Verweerder betwist dat hij klaagster niet zou hebben geïnformeerd over de noodzaak tot separatie, de ingezette behandeling en de medicatie. Voorts ontkent verweerder dat de meldingen van de separaties ontbreken. Het verwijt dat het gevraagde dossier pas na drie maanden zou zijn verstrekt wordt eveneens door verweerder weersproken. Zodra het verzoek van het verstrekken van het medisch dossier binnenkwam, heeft verweerder dit doorgeleid, waarna een en ander is gekopieerd en naar klaagster is verzonden.

4.2 Behandeling en separatie.

Verweerder betwist uitdrukkelijk dat - zoals min of meer wordt gesuggereerd - lichtvaardig zou zijn besloten tot separatie. Steeds is er sprake geweest van een noodmaatregel waarbij zowel de proportionaliteit als de subsidiariteit in acht is genomen. Volgens verweerder waren er geen andere mogelijkheden. Anders dan klaagster stelt is er, wanneer er sprake is van een noodsituatie, geen toestemming nodig van de curator.

5. Beoordeling van de klacht

Naar aanleiding van de stukken en het verhandelde ter zitting overweegt het college als volgt.

Nu er een behandelrelatie tussen partijen heeft bestaan vanaf 25 oktober 2007 tot 20 maart 2008, zal het College moeten beoordelen of er in die periode sprake is geweest van tuchtrechtelijk verwijtbaar handelen aan de zijde van verweerder. Het college wijst er allereerst op dat het bij de tuchtrechtelijke toetsing van professioneel handelen er niet om gaat of het handelen beter had gekund maar of de beroepsbeoefenaar bij het beroepsmatig handelen is gebleven binnen de grenzen van een redelijke bekwame beroepsuitoefening rekening houdende met de stand van de wetenschap en de wettelijke voorschriften ten tijde van het klachtwaardig geachte handelen.

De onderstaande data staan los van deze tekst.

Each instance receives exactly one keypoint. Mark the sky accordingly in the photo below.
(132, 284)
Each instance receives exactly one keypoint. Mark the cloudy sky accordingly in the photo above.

5.2 Informatieplicht en dossierplicht

Gelet op het feit dat er van 25 oktober 2007 tot 20 maart 2008 een behandelrelatie tussen partijen bestond, had verweerder de plicht om klaagster, in haar hoedanigheid van curator, te informeren over de voorgenomen behandeling en het verstrekken van inlichtingen. Verweerder is er niet in geslaagd aannemelijk te maken dat hij aan die plicht naar behoren heeft voldaan. Voorts is er sprake van onvoldoende dossiervoering en ontbrak het behandelplan. Gelet op bovenstaande is verweerder tekort geschoten in zorgvuldigheid ten opzichte van de patiënt en zijn naaste betrekkingen en acht het College de klacht met betrekking tot de informatieplicht en dossierplicht gegrond.

5.3 Behandeling en separatie.

Vast staat dat C tijdens zijn verblijf op F diverse malen werd gesepareerd. Uit de stukken en het verhandelde ter zitting is voldoende vast komen te staan dat deze                                                         

separaties werden uitgevoerd met een beroep op artikel 39 wet BOPZ terwijl er geen sprake was van een rechterlijke machtiging zo als bedoeld in hoofdstuk II van de wet BOPZ.  

Artikel 39 BOPZ luidt als volgt:

Lid 1. Met betrekking tot een patiënt op wie hoofdstuk II toepassing heeft gevonden, kunnen anders dan ter uitvoering van een behandelingsplan met in acht neming van artikel 38, (38b of 38c) geen middelen of maatregelen worden toegepast dan ter overbrugging van tijdelijke noodsituaties welke door de patiënt in het ziekenhuis als gevolg van de stoornis van de geestesvermogens worden veroorzaakt.

Lid 2. De middelen en maatregelen die kunnen worden toegepast in gevallen als bedoeld in het eerste lid, worden bij algemene maatregel van bestuur aangewezen. Daarbij worden termijnen gegeven, gedurende welke ten hoogste de onderscheidene middelen en maatregelen met betrekking tot een bepaalde patiënt mogen worden toegepast.

Lid 3. De geneesheer - directeur geeft zo spoedig mogelijk na het begin van de toepassing van een middel of maatregel als bedoeld in de vorige leden daarvan kennis aan de wettelijke echtgenoot, de wettelijke vertegenwoordiger of, in geval deze ontbreken, de naaste (familie)betrekkingen, en in ieder geval aan de inspecteur. Van beëindiging van een middel of maatregel geeft hij zo spoedig mogelijk kennis aan de inspecteur. De kennisgeving daartoe geschiedt op een daartoe door Onze Minister voorgeschreven formulier.

5.2.1

Onder dwangbehandeling, waaronder separatie valt, wordt verstaan het toepassen van het behandelplan zonder toestemming van de betrokkene. In specifieke gevallen kan er behoefte zijn aan het toepassen van middelen en maatregelen die niet in het behandelplan zijn opgenomen. Verweerder beroept zich op het feit dat er tijdens de separatie sprake is geweest van een noodmaatregel, hiervoor geen toestemming nodig is van de curator en er voldaan is aan de meldingsplicht bij de inspectie zoals bedoeld in artikel 39 lid 3 BOPZ.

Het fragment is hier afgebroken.